TV crews found the Bernards’ daily demonstration in the first week of March. They were joined by more people – a couple of tourists who came out every morning during their visit, a teacher and her class from nearby East End Community School, a Ukrainian family from Skowhegan. Some days, the group has more faces than flags. Others, it is just one Bernard standing a solitary vigil while the other finishes work. When the couple left for a long-planned vacation with their college-age children, they set up a Google signup sheet and delivered the flags to friends who waved them in their own neighborhoods. They took up their posts again when they returned, bundling in snow pants and gripping their flagpoles with thick gloves. Drivers honk from behind the wheels of their cars and tractor-trailers and buses.


“What I hope is when they see their gas bill go up, they remember at least we aren’t being bombed,” Ben Bernard said.

On a blustery Tuesday, they stood the morning shift alone but were joined by six others in the evening. Among them were Susan Hayhurst and her 12-year-old twins, Skye and Lindy Glover. They have known the Bernards for years and came to join them for the first time that day. Skye brought her own flag made out of cardboard and Lindy waved a spare from the Bernards.

“They see what is happening on TV,” their mother said. “It feels important for myself, but also for them, to do something.”

Outside their daily ritual, the Bernards have been donating money to people on the ground in Ukraine and calling their elected officials to encourage them to do whatever they can to stop the fighting.

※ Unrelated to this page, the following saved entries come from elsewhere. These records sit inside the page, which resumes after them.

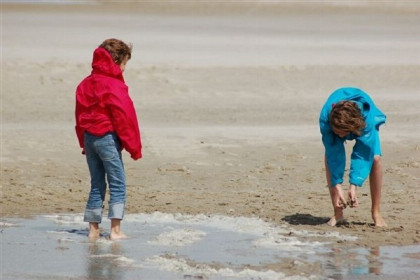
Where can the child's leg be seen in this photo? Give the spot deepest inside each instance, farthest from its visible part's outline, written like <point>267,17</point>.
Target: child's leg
<point>353,196</point>
<point>116,232</point>
<point>337,198</point>
<point>94,206</point>
<point>375,180</point>
<point>93,231</point>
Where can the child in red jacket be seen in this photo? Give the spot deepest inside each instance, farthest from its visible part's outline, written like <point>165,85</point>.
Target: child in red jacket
<point>106,123</point>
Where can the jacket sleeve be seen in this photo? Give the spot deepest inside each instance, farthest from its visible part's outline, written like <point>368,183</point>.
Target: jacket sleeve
<point>334,150</point>
<point>362,158</point>
<point>79,130</point>
<point>124,122</point>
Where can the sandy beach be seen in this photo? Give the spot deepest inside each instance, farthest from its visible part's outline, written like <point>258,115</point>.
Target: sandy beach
<point>228,103</point>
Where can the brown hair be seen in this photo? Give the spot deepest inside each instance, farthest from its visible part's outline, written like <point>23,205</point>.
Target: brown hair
<point>346,116</point>
<point>117,49</point>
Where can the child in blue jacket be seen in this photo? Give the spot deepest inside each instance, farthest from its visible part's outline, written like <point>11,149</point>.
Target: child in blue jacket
<point>350,114</point>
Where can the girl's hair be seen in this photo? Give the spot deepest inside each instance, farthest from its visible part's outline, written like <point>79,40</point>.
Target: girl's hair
<point>117,49</point>
<point>346,116</point>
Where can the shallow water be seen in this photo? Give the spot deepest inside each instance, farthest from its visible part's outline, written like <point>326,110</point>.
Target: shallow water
<point>174,246</point>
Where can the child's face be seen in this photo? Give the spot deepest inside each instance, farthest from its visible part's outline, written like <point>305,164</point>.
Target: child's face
<point>340,133</point>
<point>124,63</point>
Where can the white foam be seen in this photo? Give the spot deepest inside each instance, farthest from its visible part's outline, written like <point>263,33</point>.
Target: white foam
<point>180,237</point>
<point>181,265</point>
<point>4,224</point>
<point>118,259</point>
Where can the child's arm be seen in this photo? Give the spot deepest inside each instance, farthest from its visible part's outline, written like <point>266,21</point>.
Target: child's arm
<point>362,158</point>
<point>334,148</point>
<point>124,121</point>
<point>335,157</point>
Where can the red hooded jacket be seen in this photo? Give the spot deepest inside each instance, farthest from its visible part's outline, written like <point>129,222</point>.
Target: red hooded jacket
<point>104,105</point>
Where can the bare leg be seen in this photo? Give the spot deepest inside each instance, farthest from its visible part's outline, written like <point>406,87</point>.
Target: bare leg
<point>375,180</point>
<point>93,231</point>
<point>337,199</point>
<point>116,232</point>
<point>353,196</point>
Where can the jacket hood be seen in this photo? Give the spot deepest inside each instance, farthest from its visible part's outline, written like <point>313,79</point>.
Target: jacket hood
<point>103,63</point>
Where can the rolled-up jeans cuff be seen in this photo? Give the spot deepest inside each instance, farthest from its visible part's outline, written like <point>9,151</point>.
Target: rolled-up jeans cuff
<point>93,215</point>
<point>116,211</point>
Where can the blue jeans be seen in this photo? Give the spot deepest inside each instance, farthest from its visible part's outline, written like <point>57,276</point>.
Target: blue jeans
<point>103,155</point>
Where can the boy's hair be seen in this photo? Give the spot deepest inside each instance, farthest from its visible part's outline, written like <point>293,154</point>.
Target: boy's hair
<point>346,116</point>
<point>117,49</point>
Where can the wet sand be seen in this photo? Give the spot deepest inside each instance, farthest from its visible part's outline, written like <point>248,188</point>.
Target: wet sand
<point>228,105</point>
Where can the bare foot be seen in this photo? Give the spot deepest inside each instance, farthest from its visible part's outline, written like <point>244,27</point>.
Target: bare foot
<point>353,197</point>
<point>117,236</point>
<point>379,221</point>
<point>94,231</point>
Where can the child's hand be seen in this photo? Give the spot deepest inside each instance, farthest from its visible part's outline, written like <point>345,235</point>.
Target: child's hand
<point>339,201</point>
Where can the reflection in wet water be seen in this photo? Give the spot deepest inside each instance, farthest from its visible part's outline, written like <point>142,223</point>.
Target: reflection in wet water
<point>170,246</point>
<point>103,261</point>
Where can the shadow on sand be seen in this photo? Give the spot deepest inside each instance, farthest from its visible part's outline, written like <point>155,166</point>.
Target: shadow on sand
<point>305,219</point>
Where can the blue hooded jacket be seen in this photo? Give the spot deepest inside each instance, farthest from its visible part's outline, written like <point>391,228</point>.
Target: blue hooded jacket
<point>363,151</point>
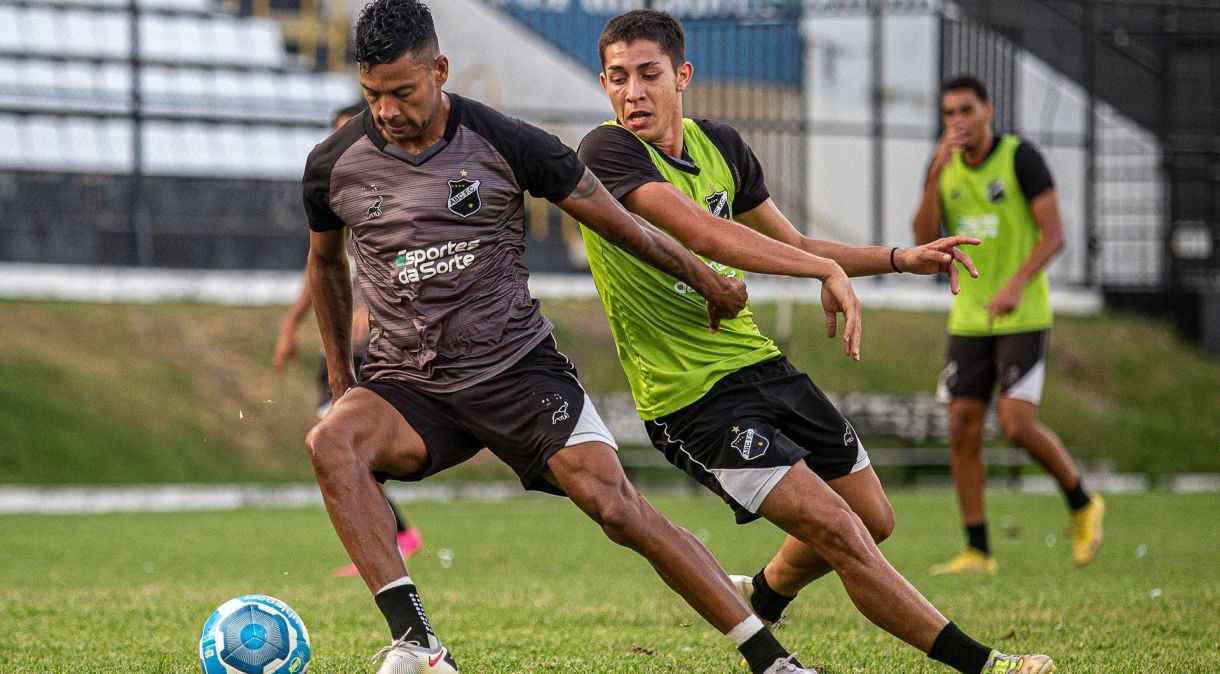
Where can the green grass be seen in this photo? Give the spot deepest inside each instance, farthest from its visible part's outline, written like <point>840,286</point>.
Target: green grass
<point>187,393</point>
<point>533,587</point>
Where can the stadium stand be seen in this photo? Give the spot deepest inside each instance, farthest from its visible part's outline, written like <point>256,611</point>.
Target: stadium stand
<point>215,94</point>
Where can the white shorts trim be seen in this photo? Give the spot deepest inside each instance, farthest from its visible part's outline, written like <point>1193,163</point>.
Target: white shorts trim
<point>589,427</point>
<point>749,486</point>
<point>861,458</point>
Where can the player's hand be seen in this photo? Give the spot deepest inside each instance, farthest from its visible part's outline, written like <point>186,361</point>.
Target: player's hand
<point>839,298</point>
<point>937,258</point>
<point>950,142</point>
<point>286,349</point>
<point>1003,303</point>
<point>726,298</point>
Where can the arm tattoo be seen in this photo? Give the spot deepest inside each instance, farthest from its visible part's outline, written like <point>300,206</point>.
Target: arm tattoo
<point>587,187</point>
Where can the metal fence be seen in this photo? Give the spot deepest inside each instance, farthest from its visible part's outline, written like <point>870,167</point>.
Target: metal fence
<point>837,98</point>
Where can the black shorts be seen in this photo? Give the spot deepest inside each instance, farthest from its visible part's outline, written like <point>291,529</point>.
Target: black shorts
<point>752,427</point>
<point>975,364</point>
<point>523,415</point>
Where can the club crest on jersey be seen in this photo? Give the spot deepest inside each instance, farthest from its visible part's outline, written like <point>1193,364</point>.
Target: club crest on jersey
<point>375,210</point>
<point>464,197</point>
<point>996,191</point>
<point>749,443</point>
<point>717,203</point>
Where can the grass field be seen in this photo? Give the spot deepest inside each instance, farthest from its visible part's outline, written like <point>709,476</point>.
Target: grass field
<point>533,587</point>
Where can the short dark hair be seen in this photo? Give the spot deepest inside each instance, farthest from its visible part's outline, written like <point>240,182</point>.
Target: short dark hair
<point>389,28</point>
<point>645,25</point>
<point>348,111</point>
<point>964,82</point>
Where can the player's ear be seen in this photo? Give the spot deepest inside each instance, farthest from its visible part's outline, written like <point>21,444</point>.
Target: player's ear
<point>686,71</point>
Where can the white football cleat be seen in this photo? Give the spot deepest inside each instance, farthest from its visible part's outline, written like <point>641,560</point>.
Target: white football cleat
<point>408,657</point>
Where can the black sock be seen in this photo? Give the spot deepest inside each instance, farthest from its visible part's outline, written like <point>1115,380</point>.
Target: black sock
<point>1076,496</point>
<point>767,603</point>
<point>957,650</point>
<point>761,650</point>
<point>976,537</point>
<point>403,611</point>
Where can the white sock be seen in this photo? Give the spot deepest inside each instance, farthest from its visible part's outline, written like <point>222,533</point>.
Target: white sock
<point>404,580</point>
<point>744,630</point>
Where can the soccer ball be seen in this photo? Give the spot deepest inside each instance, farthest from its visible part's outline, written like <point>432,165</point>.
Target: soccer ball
<point>254,634</point>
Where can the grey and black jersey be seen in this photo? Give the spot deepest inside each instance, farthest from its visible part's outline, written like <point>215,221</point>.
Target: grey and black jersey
<point>438,239</point>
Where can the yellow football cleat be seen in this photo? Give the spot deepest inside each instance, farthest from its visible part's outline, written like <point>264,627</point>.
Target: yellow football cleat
<point>1086,530</point>
<point>999,663</point>
<point>970,561</point>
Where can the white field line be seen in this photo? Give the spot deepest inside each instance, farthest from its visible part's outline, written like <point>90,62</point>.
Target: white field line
<point>238,288</point>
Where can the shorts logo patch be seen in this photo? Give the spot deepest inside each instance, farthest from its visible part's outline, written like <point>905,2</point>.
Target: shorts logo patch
<point>949,375</point>
<point>749,443</point>
<point>560,414</point>
<point>996,191</point>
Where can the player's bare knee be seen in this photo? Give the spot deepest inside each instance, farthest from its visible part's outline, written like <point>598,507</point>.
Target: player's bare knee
<point>622,514</point>
<point>330,449</point>
<point>838,539</point>
<point>1015,429</point>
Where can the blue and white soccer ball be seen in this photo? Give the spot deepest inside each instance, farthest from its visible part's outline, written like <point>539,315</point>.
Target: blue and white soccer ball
<point>254,634</point>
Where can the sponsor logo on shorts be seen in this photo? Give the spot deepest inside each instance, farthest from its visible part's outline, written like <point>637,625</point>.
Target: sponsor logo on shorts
<point>749,443</point>
<point>949,375</point>
<point>560,413</point>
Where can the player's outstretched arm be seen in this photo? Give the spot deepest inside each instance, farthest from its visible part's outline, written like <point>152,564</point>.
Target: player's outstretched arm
<point>720,239</point>
<point>591,204</point>
<point>865,260</point>
<point>1046,215</point>
<point>331,291</point>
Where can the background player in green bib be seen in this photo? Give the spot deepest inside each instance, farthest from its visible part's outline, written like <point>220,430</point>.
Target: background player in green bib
<point>999,191</point>
<point>727,407</point>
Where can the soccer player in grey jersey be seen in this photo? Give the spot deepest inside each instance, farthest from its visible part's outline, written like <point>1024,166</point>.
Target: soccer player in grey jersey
<point>431,187</point>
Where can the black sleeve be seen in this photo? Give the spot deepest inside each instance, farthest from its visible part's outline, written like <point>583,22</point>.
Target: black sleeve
<point>542,164</point>
<point>1031,171</point>
<point>617,159</point>
<point>747,170</point>
<point>316,181</point>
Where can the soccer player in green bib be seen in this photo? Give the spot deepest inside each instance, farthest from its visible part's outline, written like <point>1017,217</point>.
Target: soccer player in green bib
<point>726,407</point>
<point>998,189</point>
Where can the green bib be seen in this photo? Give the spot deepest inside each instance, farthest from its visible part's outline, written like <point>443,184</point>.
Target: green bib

But they still sometimes feel that same initial powerlessness, that same need to do something more.

“It made us feel better for a time,” Victoria Bernard said of the flag waving. “It felt good to be human and to be able to share. At this point, I feel like it’s not enough, obviously.”

But it is something.



She thinks about democracy in action. She thinks about the many injustices to be found in her adopted country, the racism and mass incarceration and police shootings of Black people. And she keeps taking the flag up the hill because it is something she can do right now.

“It’s going to take each of us standing up, in any way we can, to bend that arc toward a more just world,” she said.

The Bernards promise to continue to do it until the war is over, but they don’t know what that will look like.

They both work from their Portland home – Ben Bernard is a software designer, and Victoria Bernard is an artist – and they’ve talked about changing the hours of their vigils to make them accessible to people who have less flexible schedules. They’ve also thought about inviting people who fled violence in other countries to bring their own flags, a reminder of the world’s many conflicts. And even if current talks end this war, they see a bigger picture. Ben Bernard sees a connection between the Russian invasion of Ukraine and the Russian interference in American elections, the spread of misinformation and the Jan. 6, 2021, riot at the U.S. Capitol.

“It’s the broader conflict between fascist dictators and democracy,” Ben Bernard said. “They’ll still be fighting it there, and we’ll still be fighting it here.”

On Tuesday night, the little group gathered behind the North Street Community Garden and then marched their flags down the yellow grass on the hill. They crossed Washington Street and made their way down the sidewalk, toward the highway overpass. Cars on the exit ramp and on the busy lanes below honked their horns.

Ben Bernard led the way into the setting sun with the biggest flag on his shoulder, nine feet of blue and yellow whipping in the wind.